As in the West much of the digital advertising spend is funnelled towards social media of which there are an estimated 1 billion active users in Asia – 97.3% of whom do it on mobile. But what sets Asia apart are the search, e-commerce and social media ecosystems that have evolved independently from the West. In China, the landscape is dominated by Baidu, Alibaba and Tencent, owner of ‘super-app' WeChat, which now has over 800 million subscribers. In Korea, Naver (search) & Kakao Talk (social) are the market leaders, while in Japan Yahoo and Line (the local version of Whatsapp) are more than giving Facebook and Google a run for their money.
Intralink Group, a UK company which helps western firms grow their business in Asia, has been following the trends with interest. Head of Digital, David Royer, who is based in Tokyo says: “Asia represents a massive opportunity for solutions that can maximise ad revenues, optimise spend or leverage social media footprint. But the unfamiliar platforms and cultural and linguistic challenges mean that to gain traction, you really need to understand the local commercial dynamics and get your strategy right.”
And it’s not just the technologies that are different. As Royer says: “Consumer tastes and advertising trends all have their own market-specific idiosyncrasies. Japan is interesting in that, unlike in the West, traditional TV is holding its own against video-on-demand, although the launch of Netflix and Amazon last year is starting to have a real impact.
“In Korea ‘concept video ads’, which use hidden cameras to film unsuspecting first-time users of products, have taken on a life of their own. A recent Korean North Face advert, for example, has been viewed more than 12 million times on YouTube.

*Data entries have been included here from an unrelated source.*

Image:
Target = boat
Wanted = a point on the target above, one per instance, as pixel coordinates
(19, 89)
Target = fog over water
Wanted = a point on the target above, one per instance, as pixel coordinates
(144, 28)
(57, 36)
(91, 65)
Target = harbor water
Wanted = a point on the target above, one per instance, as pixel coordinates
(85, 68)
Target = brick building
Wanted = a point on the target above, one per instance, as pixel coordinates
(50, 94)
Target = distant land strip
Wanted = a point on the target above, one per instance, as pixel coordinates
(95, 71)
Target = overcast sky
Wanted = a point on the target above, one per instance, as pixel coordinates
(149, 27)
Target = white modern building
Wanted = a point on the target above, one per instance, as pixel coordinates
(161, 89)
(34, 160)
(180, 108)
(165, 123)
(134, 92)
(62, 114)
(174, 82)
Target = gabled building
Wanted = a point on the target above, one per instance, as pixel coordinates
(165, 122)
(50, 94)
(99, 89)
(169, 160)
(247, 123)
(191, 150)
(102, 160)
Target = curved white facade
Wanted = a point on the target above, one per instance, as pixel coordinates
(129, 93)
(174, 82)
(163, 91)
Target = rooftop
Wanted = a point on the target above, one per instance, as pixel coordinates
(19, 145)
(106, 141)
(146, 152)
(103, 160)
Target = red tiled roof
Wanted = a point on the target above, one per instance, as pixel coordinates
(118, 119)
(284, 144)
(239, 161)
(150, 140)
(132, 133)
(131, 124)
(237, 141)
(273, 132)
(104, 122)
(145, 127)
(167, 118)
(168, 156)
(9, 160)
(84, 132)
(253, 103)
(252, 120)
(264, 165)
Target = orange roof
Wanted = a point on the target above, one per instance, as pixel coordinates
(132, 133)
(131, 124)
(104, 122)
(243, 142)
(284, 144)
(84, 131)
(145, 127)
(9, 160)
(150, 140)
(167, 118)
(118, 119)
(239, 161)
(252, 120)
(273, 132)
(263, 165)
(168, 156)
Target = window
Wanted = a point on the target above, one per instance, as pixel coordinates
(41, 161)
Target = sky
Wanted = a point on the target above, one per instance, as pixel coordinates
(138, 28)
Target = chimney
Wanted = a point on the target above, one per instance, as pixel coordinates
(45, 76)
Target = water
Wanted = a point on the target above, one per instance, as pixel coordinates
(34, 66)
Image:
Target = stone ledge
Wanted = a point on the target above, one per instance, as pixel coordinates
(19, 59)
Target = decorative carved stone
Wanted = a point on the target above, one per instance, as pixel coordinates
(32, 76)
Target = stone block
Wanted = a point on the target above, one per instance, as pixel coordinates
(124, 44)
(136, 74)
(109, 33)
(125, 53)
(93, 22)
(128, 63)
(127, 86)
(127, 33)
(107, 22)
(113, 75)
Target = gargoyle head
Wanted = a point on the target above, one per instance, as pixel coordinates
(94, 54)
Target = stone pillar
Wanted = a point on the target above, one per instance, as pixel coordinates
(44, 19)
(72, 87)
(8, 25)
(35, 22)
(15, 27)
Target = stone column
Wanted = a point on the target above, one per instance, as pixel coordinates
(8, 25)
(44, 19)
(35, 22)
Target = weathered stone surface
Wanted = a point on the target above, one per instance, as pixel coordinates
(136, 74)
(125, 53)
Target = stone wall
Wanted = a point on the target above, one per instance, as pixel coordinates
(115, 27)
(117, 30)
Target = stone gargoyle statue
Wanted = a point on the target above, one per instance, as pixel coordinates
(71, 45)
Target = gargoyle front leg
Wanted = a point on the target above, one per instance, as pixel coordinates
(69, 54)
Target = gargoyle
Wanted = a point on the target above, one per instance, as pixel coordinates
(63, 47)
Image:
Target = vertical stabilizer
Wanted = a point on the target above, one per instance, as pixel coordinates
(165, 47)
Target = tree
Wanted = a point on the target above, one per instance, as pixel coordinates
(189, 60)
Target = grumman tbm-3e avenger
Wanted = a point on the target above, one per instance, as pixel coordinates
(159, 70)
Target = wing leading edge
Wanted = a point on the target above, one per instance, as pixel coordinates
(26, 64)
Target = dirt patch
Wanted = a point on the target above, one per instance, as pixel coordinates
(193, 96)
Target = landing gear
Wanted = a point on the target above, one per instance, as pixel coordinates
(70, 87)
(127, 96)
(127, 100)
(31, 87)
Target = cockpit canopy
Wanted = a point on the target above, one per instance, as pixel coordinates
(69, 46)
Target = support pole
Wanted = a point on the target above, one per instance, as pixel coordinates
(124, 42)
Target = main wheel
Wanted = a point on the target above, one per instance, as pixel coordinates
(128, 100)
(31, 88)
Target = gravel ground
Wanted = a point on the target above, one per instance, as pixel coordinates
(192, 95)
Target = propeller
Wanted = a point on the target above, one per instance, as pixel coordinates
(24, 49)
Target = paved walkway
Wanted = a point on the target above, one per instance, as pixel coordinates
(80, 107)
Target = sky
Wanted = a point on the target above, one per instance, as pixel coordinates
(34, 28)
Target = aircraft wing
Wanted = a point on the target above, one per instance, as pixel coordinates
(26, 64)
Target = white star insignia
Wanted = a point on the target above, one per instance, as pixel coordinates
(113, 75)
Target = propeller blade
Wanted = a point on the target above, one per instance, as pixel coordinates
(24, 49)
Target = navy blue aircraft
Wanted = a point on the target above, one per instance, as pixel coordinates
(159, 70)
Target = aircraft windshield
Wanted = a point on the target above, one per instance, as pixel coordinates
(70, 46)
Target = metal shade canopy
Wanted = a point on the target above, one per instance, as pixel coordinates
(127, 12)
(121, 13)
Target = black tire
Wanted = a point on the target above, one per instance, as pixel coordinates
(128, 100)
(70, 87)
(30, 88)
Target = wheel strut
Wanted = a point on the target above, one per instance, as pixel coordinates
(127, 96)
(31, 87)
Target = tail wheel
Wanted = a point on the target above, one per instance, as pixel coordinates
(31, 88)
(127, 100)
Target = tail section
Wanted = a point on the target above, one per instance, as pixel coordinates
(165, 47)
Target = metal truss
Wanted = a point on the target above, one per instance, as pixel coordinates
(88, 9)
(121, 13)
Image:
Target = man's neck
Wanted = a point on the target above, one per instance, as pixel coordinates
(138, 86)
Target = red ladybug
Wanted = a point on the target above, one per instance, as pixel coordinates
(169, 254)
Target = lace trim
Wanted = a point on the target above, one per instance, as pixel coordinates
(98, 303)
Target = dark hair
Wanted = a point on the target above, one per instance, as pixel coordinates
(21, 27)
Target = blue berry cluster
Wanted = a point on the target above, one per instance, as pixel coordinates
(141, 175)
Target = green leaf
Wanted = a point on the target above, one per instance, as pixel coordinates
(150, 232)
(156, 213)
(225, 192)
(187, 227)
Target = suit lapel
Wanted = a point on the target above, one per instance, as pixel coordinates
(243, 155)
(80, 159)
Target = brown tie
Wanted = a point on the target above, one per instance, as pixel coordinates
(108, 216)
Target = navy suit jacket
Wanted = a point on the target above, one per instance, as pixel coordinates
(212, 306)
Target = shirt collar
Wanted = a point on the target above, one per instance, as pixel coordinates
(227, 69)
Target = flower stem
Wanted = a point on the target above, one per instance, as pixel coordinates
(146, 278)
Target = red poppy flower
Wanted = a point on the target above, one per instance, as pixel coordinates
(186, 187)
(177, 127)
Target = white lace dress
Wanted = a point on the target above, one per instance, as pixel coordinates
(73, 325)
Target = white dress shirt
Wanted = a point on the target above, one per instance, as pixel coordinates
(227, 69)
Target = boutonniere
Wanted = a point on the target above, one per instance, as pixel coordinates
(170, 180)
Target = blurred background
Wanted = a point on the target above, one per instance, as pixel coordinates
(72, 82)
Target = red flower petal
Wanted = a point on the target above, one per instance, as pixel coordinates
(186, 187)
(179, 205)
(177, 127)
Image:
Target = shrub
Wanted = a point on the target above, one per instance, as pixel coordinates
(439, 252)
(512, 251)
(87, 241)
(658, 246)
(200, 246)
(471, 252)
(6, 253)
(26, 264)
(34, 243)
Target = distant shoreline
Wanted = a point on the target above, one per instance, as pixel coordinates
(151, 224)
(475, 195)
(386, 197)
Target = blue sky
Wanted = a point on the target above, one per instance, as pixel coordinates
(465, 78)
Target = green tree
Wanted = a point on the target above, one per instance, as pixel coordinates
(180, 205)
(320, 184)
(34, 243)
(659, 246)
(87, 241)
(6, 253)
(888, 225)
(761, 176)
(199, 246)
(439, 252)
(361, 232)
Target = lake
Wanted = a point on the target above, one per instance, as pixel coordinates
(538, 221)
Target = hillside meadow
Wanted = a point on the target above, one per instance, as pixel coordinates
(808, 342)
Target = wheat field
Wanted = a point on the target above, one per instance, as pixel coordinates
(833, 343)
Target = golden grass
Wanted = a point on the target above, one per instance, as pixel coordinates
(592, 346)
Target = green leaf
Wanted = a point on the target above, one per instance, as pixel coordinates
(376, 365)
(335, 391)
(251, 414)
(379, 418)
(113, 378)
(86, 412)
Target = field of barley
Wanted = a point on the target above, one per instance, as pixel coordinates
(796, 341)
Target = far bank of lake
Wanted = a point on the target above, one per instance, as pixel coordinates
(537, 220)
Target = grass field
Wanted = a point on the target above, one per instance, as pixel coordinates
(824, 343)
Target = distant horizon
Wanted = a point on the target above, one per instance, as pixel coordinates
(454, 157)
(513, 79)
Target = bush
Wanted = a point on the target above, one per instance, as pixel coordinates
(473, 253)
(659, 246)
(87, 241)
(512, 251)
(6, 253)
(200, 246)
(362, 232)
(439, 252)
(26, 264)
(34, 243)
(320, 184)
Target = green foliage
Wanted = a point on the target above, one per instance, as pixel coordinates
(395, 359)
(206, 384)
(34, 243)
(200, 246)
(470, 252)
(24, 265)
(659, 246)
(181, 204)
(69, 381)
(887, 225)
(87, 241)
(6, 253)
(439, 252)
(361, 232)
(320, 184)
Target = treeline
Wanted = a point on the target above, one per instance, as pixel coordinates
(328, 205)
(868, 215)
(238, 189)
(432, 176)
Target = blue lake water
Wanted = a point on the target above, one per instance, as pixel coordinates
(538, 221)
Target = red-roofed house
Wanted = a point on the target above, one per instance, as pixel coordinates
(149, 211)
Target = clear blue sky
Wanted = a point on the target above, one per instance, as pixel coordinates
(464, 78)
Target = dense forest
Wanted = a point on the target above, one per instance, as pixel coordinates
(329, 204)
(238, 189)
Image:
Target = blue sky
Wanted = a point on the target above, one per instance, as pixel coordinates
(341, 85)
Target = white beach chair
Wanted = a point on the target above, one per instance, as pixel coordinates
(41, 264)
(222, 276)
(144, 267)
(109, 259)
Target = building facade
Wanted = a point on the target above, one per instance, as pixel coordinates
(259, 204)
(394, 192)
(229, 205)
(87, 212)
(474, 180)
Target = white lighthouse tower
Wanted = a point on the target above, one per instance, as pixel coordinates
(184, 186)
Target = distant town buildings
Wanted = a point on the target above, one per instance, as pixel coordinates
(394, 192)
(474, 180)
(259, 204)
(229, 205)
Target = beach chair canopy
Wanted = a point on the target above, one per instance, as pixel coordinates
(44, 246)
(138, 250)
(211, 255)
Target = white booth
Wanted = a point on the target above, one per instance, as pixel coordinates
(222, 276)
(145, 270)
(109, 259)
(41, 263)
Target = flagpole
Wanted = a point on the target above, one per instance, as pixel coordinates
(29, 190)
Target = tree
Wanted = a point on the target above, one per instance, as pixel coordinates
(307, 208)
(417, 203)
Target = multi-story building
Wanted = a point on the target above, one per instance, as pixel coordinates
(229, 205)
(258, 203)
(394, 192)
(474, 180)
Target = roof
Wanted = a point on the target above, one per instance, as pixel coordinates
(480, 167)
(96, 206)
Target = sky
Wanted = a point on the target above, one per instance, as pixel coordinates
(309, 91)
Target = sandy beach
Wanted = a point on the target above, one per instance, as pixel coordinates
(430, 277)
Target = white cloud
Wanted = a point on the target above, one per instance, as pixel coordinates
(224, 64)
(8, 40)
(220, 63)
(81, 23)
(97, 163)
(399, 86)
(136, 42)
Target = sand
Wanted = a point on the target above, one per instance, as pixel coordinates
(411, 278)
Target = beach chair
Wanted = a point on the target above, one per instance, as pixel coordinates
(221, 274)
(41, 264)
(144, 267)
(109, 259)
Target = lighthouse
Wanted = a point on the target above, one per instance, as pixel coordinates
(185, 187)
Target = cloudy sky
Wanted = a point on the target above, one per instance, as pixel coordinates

“And what’s most interesting about China is probably the sheer scale. Unlike in the US, marketing to second and third tier cities can be a great strategy. Most second-tier Chinese cities are far larger than “first-tier” American ones – in fact there are now over 160 cities in China with more than a million people.”
This year’s dmexco in Cologne will be the largest yet, and as the world’s brands, agencies and technology providers gather to exchange ideas and formulate strategies, one thing is clear – if western firms have truly global aspirations they can no longer afford to ignore Asia.